Kontrollierte Sprengung bringt alten A7-Brückenabschnitt in Osthessen zum Einsturz

Ein Kran im Vordergrund zerstört ein Gebäude, umgeben von anderen Kränen, Fahrzeugen, Felsen und einem Banner mit Text, mit Gebäuden, Bäumen und Himmel im Hintergrund.

Spektakulärer Brückensprengung auf der A7 in Osthessen - Kontrollierte Sprengung bringt alten A7-Brückenabschnitt in Osthessen zum Einsturz

Große Sprengung auf der A7 in Osthessen

Am 15. März 2026 wurden zwei veraltete Abschnitte der Thalaubachtalbrücke auf der Autobahn A7 in Osthessen durch eine kontrollierte Sprengung abgerissen. Die Aktion verlief planmäßig – die Brücke stürzte wie vorgesehen in der Nähe von Eichenzell ein.

Die ursprüngliche Thalaubachtalbrücke war seit ihrer Eröffnung im Jahr 1968 ganze 58 Jahre in Betrieb. Mit der Zeit genügte sie jedoch nicht mehr den Anforderungen des heutigen Verkehrsaufkommens. Die Behörden beschlossen daher, sie durch einen modernen Neubau zu ersetzen, wobei die Arbeiten in mehreren Abschnitten erfolgen.

Der erste neue Brückenabschnitt wurde bereits im August des vergangenen Jahres fertiggestellt. Der Verkehr rollt nun in beide Richtungen über diesen Teil, während die Bauarbeiten weitergehen.
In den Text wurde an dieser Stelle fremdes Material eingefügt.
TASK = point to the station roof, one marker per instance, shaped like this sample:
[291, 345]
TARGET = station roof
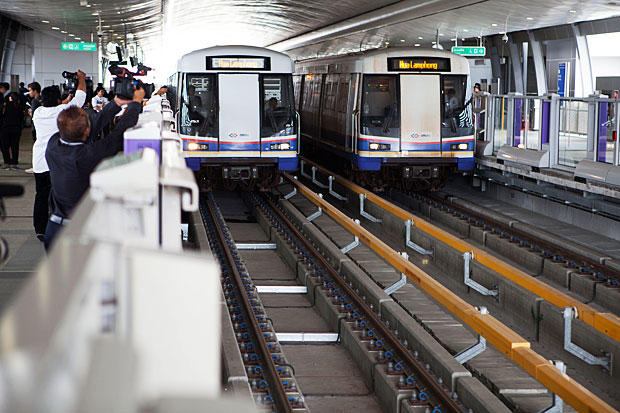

Der zweite Abschnitt, der künftig die Fahrbahn Richtung Würzburg aufnehmen soll, wird voraussichtlich bis Ende 2027 fertiggestellt. Weitere Anpassungen zur Anbindung der Straße an die neue Brücke dauern bis 2030 an.

Für die Sprengung musste die A7 zwischen dem Autobahnkreuz Fulda in Hessen und der Anschlussstelle Bad Brückenau-Volkers in Bayern vollständig gesperrt werden. Autofahrer wurden gewarnt, dass die Vollsperrung bis etwa 16:00 Uhr am Tag der Sprengung andauern würde. Die Gesamtkosten des Projekts belaufen sich auf schätzungsweise 115 Millionen Euro.

Die kontrollierte Sprengung markiert einen wichtigen Meilenstein bei der Modernisierung der A7. Nach der Fertigstellung wird die neue Brücke den Verkehrsfluss und die Sicherheit in der Region deutlich verbessern. Die Arbeiten an der Anpassung des Straßennetzes an die neue Struktur werden noch mehrere Jahre andauern.